[slides and audio] Deep double descent%3A where bigger models and more data hurt

The paper "Deep Double Descent: Where Bigger Models and More Data Hurt" by Preetum Nakkiran explores the phenomenon of "double descent" in deep learning, where performance initially worsens as model size increases, then improves. The authors unify this phenomenon by introducing the concept of *effective model complexity* (EMC), which depends on the training procedure, data distribution, and classifier architecture. They hypothesize that double descent occurs as a function of EMC, leading to "epoch-wise double descent" and "sample-wise non-monotonicity." Specifically, they find that increasing training time can increase EMC, and thus, for critically parameterized models, more data can sometimes hurt test performance.

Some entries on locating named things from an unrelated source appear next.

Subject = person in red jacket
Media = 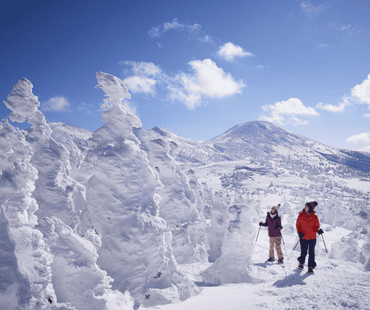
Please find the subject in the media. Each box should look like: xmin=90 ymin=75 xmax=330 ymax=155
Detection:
xmin=297 ymin=201 xmax=323 ymax=273
xmin=259 ymin=204 xmax=284 ymax=264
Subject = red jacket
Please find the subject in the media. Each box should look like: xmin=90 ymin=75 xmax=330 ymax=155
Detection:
xmin=297 ymin=212 xmax=320 ymax=240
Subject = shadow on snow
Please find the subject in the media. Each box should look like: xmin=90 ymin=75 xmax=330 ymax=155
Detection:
xmin=273 ymin=270 xmax=310 ymax=287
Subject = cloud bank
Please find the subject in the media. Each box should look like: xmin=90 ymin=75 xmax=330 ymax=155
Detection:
xmin=148 ymin=18 xmax=201 ymax=38
xmin=42 ymin=97 xmax=70 ymax=112
xmin=217 ymin=42 xmax=253 ymax=61
xmin=351 ymin=74 xmax=370 ymax=104
xmin=121 ymin=59 xmax=245 ymax=110
xmin=260 ymin=98 xmax=319 ymax=125
xmin=168 ymin=59 xmax=245 ymax=109
xmin=301 ymin=2 xmax=325 ymax=17
xmin=346 ymin=132 xmax=370 ymax=143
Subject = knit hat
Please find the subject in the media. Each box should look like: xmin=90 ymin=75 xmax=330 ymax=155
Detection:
xmin=306 ymin=201 xmax=318 ymax=209
xmin=302 ymin=201 xmax=318 ymax=213
xmin=273 ymin=203 xmax=281 ymax=211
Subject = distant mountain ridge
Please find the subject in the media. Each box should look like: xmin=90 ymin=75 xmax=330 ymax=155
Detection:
xmin=50 ymin=121 xmax=370 ymax=171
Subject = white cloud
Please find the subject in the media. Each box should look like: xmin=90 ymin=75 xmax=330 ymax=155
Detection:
xmin=120 ymin=59 xmax=245 ymax=109
xmin=123 ymin=75 xmax=157 ymax=95
xmin=217 ymin=42 xmax=253 ymax=61
xmin=77 ymin=102 xmax=94 ymax=115
xmin=148 ymin=18 xmax=204 ymax=41
xmin=289 ymin=117 xmax=308 ymax=125
xmin=168 ymin=59 xmax=245 ymax=109
xmin=351 ymin=74 xmax=370 ymax=104
xmin=347 ymin=132 xmax=370 ymax=143
xmin=317 ymin=102 xmax=347 ymax=112
xmin=301 ymin=2 xmax=325 ymax=17
xmin=163 ymin=18 xmax=184 ymax=31
xmin=148 ymin=27 xmax=160 ymax=38
xmin=42 ymin=97 xmax=70 ymax=111
xmin=260 ymin=98 xmax=319 ymax=125
xmin=338 ymin=25 xmax=361 ymax=36
xmin=121 ymin=61 xmax=162 ymax=76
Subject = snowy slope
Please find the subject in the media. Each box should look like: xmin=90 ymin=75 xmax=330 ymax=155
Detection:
xmin=0 ymin=72 xmax=370 ymax=310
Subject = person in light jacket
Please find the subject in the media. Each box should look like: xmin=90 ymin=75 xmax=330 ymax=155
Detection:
xmin=259 ymin=204 xmax=284 ymax=264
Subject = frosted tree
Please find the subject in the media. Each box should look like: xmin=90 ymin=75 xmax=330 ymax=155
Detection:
xmin=0 ymin=79 xmax=133 ymax=310
xmin=145 ymin=139 xmax=208 ymax=264
xmin=0 ymin=79 xmax=74 ymax=310
xmin=81 ymin=72 xmax=197 ymax=305
xmin=203 ymin=204 xmax=258 ymax=284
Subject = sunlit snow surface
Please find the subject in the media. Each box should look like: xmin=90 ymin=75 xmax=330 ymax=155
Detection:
xmin=0 ymin=72 xmax=370 ymax=310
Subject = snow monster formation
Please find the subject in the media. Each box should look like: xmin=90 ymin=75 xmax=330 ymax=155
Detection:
xmin=81 ymin=72 xmax=197 ymax=306
xmin=0 ymin=79 xmax=133 ymax=310
xmin=0 ymin=79 xmax=74 ymax=310
xmin=203 ymin=202 xmax=258 ymax=285
xmin=148 ymin=139 xmax=208 ymax=264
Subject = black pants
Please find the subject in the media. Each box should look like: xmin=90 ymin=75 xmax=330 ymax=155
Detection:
xmin=298 ymin=238 xmax=316 ymax=268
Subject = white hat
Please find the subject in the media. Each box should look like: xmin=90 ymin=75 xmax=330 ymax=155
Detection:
xmin=273 ymin=203 xmax=281 ymax=211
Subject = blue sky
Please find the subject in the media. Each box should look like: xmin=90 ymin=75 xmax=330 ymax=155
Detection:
xmin=0 ymin=0 xmax=370 ymax=150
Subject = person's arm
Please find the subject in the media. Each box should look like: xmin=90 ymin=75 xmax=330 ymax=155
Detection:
xmin=296 ymin=216 xmax=304 ymax=239
xmin=260 ymin=216 xmax=268 ymax=227
xmin=275 ymin=218 xmax=283 ymax=229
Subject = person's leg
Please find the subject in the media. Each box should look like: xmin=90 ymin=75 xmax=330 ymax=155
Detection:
xmin=269 ymin=237 xmax=275 ymax=259
xmin=275 ymin=237 xmax=284 ymax=259
xmin=308 ymin=239 xmax=316 ymax=269
xmin=298 ymin=238 xmax=308 ymax=264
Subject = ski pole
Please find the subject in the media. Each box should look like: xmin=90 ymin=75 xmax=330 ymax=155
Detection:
xmin=280 ymin=232 xmax=289 ymax=260
xmin=256 ymin=226 xmax=261 ymax=242
xmin=321 ymin=234 xmax=328 ymax=253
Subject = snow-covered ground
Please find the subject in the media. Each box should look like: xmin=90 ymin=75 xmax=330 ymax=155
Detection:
xmin=149 ymin=223 xmax=370 ymax=310
xmin=0 ymin=72 xmax=370 ymax=310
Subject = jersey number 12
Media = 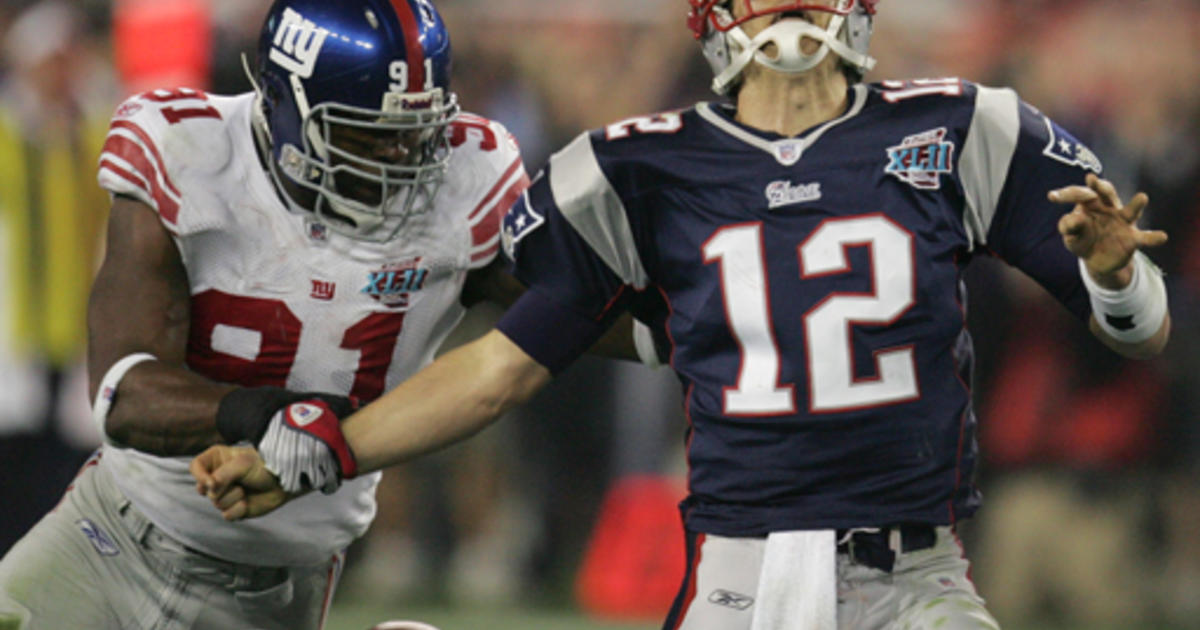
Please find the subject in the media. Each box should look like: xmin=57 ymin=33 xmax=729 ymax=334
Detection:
xmin=703 ymin=215 xmax=919 ymax=415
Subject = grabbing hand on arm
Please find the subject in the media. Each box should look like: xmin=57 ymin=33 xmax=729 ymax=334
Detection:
xmin=190 ymin=445 xmax=294 ymax=521
xmin=1050 ymin=174 xmax=1170 ymax=359
xmin=191 ymin=330 xmax=551 ymax=520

The paper provides extensive empirical evidence for these hypotheses across various datasets, architectures, and optimization methods, challenging conventional wisdom in deep learning and offering new insights into the interaction between model size, training procedures, and test performance.The paper "Deep Double Descent: Where Bigger Models and More Data Hurt" by Preetum Nakkiran explores the phenomenon of "double descent" in deep learning, where performance initially worsens as model size increases, then improves. The authors unify this phenomenon by introducing the concept of *effective model complexity* (EMC), which depends on the training procedure, data distribution, and classifier architecture. They hypothesize that double descent occurs as a function of EMC, leading to "epoch-wise double descent" and "sample-wise non-monotonicity." Specifically, they find that increasing training time can increase EMC, and thus, for critically parameterized models, more data can sometimes hurt test performance. The paper provides extensive empirical evidence for these hypotheses across various datasets, architectures, and optimization methods, challenging conventional wisdom in deep learning and offering new insights into the interaction between model size, training procedures, and test performance.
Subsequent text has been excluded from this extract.